Рита была умнее меня – хотя она так не считала.
– Забудь про то, о чем мы думали и говорили до сих пор, – сказала она, когда мы вышли к пруду. – Просто спроси свое сердце…
Рита фыркнула – это прозвучало пафосно, но всё же повторила:
– Спроси свое сердце – не голову, только сердце. Абстрактно – независимо от того, что там придется делать. Ты хочешь уехать или ты хочешь остаться здесь?
– Я хочу…
Я всё равно задумался. Сердцу тоже были нужны слова.
– Я хочу оттолкнуться от этого берега, а там – куда вынесет!
Рита кивнула и отбросила волосы с плеч на спину:
– Тогда мы должны придумать, как, несмотря ни на что, нам оставаться порядочными людьми. Из любой ситуации есть достойный выход. Мы должны его найти!
– Для начала давай договоримся, чего мы не будем делать, – развил ее мысль я. Мне нужно было только дать правильное направление, дальше я уже тоже соображал. – Мы не будем предавать себя.

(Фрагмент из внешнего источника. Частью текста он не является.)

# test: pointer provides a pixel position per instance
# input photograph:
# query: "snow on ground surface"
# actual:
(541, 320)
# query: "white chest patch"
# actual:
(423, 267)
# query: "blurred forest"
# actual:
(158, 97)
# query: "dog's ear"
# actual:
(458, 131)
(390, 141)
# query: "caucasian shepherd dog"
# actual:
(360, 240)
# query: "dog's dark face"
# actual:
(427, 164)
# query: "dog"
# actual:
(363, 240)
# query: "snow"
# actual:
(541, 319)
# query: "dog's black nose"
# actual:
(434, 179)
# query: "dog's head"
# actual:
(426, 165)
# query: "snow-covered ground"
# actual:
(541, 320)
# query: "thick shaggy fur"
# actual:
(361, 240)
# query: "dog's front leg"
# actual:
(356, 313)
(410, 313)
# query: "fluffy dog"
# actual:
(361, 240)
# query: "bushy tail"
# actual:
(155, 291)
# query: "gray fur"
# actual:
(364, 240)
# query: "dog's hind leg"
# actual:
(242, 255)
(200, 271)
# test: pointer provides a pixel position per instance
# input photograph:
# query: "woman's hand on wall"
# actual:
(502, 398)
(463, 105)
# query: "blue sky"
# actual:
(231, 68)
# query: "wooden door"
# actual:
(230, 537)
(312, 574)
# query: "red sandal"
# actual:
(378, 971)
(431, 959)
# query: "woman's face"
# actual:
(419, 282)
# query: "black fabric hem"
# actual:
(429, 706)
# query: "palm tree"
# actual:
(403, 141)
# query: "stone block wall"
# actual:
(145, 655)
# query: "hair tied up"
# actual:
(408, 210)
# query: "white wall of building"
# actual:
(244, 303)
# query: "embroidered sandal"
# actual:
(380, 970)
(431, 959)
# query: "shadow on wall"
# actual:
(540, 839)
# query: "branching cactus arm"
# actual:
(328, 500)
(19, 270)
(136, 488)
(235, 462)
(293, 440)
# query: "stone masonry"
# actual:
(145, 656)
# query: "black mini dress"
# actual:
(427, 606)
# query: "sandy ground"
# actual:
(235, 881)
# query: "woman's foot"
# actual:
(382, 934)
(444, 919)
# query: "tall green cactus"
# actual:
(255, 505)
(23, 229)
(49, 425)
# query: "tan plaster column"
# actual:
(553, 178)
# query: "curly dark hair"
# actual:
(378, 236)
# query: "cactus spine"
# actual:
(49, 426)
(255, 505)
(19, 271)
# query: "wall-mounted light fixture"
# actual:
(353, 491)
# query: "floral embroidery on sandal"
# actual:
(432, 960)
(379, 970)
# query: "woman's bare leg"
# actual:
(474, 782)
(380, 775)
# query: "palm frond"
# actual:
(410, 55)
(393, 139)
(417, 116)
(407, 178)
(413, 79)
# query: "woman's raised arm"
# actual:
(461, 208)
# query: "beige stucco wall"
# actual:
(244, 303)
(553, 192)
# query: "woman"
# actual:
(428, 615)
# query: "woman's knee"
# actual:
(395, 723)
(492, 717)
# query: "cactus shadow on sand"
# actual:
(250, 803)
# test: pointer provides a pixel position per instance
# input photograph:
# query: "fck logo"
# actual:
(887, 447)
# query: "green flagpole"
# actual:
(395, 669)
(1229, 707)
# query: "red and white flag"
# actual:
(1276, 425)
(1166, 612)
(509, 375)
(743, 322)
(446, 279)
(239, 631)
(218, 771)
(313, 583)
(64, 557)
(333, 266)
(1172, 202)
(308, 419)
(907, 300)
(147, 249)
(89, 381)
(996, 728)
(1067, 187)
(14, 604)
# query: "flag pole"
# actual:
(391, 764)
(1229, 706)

– Именно. Мы не сделаем ничего, что идет вразрез с нашими представлениями о добре и зле, как бы этого ни хотела Контора.
Рита первая стала говорить «Контора». Отец говорил «моя работа»: «На моей работе хотят…», «На моей работе это не понравится»… Семен Маркович говорил «Служба». Мы с Ритой говорили «Контора»: она сама по себе, мы сами по себе.
– Из-за нас никто не умрет, и мы будем стараться, чтобы никто не попал в тюрьму, – продолжала Рита. – Мы не сделаем ничего, что принесет зло другим ради выгоды этих людей в Кремле. Мы будем делать только то, что будет хорошо для всех.
– Коммунизм неизбежен, – процитировал я ходячую шутку. – Но ты уверена, что это хорошо для всех?
– Мы не будем ничего делать только для этого. Есть вечная Россия и ее интересы. Через двести лет кому будет важно, во имя чего в середине ХХ века укреплялось государство? Была Российская империя, потом СССР, потом, может быть, будет еще что-то совсем другое. Ведь правда, если бы не разведка, у нас не было бы атомной бомбы. Были бы мы слабее, Америка могла бы напасть на нас. И тогда не было бы не только Союза, но, может быть, и вообще всего мира.